Error Details (if any)
Affected Component
🔍 Knowledge Base / RAG
Browser & OS
chrome 139
Additional Context
No response
Service Status (check all that are working)
- [x] 🖥️ Frontend UI (http://localhost:3737)
- [x] ⚙️ Main Server (http://localhost:8181)
- [x] 🔗 MCP Service (localhost:8051)
- [x] 🤖 Agents Service (http://localhost:8052)
- [x] 💾 Supabase Database (connected)
I have fixed the issue and will submit the PR shortly, i redownloaded the main branch again to test that its not working and boom sure enough its not crawling the llms.txt / fulls-llms.txt properly. This will fix that!
@Chillbruhhh Thanks for this! By design when it receives just an llms.txt it only crawls that single page. Because it assumes it's an llms-full.txt and doesn't need to crawl recursive URLs.
I'm open for a PR to change this though! It isn't really a bug but this will make a nice enhancement.

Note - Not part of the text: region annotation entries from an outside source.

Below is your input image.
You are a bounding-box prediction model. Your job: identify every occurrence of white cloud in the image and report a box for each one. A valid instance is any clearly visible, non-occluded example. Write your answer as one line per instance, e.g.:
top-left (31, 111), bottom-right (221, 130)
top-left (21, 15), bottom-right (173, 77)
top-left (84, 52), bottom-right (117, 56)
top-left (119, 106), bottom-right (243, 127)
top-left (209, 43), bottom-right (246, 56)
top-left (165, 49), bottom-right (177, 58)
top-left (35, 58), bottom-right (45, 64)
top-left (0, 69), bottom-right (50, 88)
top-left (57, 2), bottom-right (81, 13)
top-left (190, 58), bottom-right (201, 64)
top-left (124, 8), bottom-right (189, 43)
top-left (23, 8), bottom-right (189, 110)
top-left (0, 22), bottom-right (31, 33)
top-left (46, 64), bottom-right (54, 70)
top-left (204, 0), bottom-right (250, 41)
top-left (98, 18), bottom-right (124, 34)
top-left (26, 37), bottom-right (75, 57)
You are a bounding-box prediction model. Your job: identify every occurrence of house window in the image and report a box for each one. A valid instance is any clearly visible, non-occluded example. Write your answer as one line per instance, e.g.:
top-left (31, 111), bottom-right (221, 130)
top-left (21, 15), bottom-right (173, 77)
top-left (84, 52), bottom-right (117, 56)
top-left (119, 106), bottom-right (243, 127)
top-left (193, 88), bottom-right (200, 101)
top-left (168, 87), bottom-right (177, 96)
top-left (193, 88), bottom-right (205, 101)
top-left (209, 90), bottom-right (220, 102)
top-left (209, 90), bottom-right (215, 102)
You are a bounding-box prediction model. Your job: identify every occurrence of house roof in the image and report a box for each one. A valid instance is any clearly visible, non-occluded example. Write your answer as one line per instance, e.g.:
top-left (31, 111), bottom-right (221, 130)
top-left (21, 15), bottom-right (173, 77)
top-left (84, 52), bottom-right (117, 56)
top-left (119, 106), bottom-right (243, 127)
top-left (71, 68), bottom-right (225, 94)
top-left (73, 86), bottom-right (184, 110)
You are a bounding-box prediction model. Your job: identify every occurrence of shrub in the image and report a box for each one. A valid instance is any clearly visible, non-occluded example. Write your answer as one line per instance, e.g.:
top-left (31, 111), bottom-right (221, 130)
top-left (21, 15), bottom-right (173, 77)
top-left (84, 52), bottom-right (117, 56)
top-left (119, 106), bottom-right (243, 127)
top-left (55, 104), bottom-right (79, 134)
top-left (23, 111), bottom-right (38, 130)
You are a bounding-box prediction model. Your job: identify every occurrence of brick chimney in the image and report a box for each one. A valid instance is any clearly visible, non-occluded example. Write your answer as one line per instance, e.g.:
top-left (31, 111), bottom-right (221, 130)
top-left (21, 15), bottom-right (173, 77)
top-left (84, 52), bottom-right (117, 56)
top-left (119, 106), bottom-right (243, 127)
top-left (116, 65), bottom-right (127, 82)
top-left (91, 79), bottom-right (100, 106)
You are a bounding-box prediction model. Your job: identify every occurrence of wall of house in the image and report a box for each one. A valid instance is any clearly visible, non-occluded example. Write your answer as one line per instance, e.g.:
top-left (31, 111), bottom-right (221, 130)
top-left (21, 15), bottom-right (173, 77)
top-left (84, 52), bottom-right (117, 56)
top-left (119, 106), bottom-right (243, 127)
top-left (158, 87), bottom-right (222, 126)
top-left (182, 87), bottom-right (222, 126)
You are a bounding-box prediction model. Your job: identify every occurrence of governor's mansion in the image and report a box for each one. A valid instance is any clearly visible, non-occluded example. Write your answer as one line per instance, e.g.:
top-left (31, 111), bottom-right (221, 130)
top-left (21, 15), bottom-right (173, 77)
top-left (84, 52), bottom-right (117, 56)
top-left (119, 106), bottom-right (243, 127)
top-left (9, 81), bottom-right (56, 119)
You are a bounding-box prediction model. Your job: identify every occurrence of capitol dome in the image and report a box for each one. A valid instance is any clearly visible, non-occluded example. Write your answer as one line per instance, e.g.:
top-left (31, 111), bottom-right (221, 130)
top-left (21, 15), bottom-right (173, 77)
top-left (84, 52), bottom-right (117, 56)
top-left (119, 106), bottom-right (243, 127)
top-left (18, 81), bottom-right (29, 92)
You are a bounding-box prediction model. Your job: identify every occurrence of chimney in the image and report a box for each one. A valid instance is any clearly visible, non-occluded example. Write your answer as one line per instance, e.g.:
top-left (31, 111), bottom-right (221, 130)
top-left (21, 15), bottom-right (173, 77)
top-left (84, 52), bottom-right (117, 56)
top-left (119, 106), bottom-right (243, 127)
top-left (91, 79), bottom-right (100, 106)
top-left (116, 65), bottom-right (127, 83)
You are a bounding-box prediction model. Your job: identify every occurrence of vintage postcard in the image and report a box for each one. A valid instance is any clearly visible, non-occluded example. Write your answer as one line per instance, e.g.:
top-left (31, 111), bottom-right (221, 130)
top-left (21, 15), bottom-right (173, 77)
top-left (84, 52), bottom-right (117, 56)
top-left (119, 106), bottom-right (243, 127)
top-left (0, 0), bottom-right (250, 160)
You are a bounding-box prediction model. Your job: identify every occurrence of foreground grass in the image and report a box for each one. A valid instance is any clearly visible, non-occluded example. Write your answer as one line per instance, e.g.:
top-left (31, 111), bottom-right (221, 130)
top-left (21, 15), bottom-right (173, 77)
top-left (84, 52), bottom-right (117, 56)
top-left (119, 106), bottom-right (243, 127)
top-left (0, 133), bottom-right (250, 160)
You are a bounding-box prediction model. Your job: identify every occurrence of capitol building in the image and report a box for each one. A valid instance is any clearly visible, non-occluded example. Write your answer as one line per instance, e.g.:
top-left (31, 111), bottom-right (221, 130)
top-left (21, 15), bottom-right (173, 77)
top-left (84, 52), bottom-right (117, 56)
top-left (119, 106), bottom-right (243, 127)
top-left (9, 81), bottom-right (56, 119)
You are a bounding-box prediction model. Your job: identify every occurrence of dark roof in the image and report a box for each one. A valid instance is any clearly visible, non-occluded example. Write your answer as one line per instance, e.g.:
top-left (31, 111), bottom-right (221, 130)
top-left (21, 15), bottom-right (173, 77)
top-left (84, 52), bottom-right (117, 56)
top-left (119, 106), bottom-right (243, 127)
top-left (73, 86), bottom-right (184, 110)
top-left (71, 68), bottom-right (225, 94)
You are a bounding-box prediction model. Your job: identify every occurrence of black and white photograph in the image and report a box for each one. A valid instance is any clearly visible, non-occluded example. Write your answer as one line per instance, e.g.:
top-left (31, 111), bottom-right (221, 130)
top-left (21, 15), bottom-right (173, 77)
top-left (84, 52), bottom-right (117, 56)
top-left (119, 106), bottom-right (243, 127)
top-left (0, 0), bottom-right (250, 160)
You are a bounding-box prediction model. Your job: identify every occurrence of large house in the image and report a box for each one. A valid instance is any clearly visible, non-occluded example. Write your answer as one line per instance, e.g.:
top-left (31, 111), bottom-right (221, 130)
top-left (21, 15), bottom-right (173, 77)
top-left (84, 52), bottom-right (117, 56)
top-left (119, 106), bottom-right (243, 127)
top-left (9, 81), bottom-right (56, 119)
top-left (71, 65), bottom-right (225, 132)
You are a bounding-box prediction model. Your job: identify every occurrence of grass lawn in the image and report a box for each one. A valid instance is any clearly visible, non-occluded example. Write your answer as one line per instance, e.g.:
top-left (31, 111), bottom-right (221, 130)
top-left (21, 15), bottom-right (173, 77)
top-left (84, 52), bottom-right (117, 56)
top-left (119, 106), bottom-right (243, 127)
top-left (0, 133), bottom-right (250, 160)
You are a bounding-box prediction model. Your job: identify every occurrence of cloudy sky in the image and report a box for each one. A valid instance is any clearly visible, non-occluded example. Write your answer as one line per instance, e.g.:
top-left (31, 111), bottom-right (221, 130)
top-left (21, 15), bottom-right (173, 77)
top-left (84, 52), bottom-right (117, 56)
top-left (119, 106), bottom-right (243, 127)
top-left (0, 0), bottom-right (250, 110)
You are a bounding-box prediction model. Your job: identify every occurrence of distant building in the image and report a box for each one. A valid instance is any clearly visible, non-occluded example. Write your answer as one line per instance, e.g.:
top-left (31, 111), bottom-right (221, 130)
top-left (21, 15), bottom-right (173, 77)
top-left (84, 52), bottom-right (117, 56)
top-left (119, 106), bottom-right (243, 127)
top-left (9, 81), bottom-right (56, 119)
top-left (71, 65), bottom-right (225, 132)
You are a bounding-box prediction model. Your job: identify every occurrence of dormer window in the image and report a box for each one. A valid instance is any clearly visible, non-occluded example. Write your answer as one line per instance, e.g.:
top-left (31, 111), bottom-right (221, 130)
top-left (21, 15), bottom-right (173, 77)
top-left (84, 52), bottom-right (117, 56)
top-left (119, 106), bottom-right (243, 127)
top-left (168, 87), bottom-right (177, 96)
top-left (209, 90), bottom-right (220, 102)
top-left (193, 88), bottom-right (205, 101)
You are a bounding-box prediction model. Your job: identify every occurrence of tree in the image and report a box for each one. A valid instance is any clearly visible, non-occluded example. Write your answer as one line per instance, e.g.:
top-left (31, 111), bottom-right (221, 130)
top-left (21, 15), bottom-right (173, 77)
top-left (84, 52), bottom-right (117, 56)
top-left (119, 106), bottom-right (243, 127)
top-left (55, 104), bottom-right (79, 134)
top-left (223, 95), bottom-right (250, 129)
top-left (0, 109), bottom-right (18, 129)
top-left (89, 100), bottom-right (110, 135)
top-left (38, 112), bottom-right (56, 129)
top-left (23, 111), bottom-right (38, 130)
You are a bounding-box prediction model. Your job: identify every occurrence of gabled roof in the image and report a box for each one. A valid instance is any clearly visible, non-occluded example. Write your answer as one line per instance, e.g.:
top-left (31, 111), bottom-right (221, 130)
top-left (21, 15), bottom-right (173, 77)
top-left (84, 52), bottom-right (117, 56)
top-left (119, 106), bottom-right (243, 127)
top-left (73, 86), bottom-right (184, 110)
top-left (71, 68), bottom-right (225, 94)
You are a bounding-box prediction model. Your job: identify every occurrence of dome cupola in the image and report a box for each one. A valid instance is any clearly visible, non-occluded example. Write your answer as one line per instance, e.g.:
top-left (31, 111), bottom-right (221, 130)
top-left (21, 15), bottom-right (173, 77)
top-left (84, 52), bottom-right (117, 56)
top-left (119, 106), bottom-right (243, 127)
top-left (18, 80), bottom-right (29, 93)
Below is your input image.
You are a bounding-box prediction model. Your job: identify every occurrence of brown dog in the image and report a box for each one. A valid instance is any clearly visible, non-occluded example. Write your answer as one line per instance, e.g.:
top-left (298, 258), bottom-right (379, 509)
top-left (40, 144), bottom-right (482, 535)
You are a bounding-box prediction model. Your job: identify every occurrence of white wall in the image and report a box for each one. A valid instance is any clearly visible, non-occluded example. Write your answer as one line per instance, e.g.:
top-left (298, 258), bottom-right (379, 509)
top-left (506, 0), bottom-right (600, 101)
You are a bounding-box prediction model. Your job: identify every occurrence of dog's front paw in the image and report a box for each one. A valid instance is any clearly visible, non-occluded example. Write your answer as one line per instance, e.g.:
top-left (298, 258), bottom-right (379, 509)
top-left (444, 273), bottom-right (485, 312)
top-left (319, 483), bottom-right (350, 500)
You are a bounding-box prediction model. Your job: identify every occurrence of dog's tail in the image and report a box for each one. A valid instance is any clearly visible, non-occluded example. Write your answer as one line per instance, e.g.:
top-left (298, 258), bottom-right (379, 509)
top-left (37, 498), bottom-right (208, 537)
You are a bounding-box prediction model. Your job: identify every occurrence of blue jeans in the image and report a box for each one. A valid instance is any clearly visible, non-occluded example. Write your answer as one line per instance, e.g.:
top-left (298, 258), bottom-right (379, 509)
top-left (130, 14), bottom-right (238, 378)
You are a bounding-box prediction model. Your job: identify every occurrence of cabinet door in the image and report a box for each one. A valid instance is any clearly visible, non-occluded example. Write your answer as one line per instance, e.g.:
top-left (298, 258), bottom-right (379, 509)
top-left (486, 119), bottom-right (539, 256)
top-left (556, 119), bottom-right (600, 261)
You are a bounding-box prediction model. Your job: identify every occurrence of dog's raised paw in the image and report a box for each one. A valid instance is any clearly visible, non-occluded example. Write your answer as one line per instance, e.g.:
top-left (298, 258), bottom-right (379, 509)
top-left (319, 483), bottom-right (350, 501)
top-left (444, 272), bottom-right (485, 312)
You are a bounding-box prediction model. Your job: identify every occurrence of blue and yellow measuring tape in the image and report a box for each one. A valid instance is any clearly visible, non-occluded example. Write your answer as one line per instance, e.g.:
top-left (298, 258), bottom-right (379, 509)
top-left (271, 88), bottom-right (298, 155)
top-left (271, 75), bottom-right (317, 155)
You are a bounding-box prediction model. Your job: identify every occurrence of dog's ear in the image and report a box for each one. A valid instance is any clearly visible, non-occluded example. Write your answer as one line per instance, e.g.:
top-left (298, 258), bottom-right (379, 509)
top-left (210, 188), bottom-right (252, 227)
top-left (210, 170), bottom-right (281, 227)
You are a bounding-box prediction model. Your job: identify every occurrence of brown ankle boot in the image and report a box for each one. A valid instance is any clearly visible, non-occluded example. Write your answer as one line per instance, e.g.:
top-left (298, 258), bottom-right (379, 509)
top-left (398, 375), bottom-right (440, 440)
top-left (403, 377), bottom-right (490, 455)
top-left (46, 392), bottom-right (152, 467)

Does your PR treat llms.txt differently than llms-full.txt? Or no need to?
@coleam00 i tested both fulls and llms txt and couldnt get llms.txt to work i downloaded the newest version twice to make sure i wasnt crazy here. i have submitted the pr for it #437 and have it fully working! the pr does exactly what we need! It intelligently detects when an llms.txt file contains links and automatically extracts and crawls them.
- llms.txt with embedded links → detects it's a link collection, extracts all URLs, and batch crawls them
smart detection:
- Filename-based detection for files like llms.txt, full-llms.txt, links.md, etc.
- Content-based detection using link density analysis (if >2% of content is links with 3+ total links)
- Supports all URL formats: markdown links text, bare URLs, autolinks
, etc.
No distinction needed between llms.txt vs llms-full.txt - it automatically handles both cases. If someone uploads an llms.txt that's actually a link collection it will crawl all the links. If it's just descriptive text, it crawls as a single page. It treats llms-full properly.
my bad cole i thought archon was suppose to crawl llms.txt and all the links for rag
@coleam00 I suppose https://llmstxt.org/ describes proper behavior of llms.txt which the pull-request referenced above has seemingly implemented.
What's the verdict here? llms-full.txt is working nice and clean. llms.txt which includes URLS - does archon recursively expands the URLs to emulate the llms-full (all in one txt) ? If not, how do you use urls like OG posted https://langfuse.com/llms.txt to effectively make code examples, so we can actually search in depth using Archon?
What's the verdict here? llms-full.txt is working nice and clean. llms.txt which includes URLS - does archon recursively expands the URLs to emulate the llms-full (all in one txt) ? If not, how do you use urls like OG posted https://langfuse.com/llms.txt to effectively make code examples, so we can actually search in depth using Archon?
@GioPetro ive opened pr #437 that fixes this, from the sounds of it, it'll be merged any day now
Closing this since we have the PR in!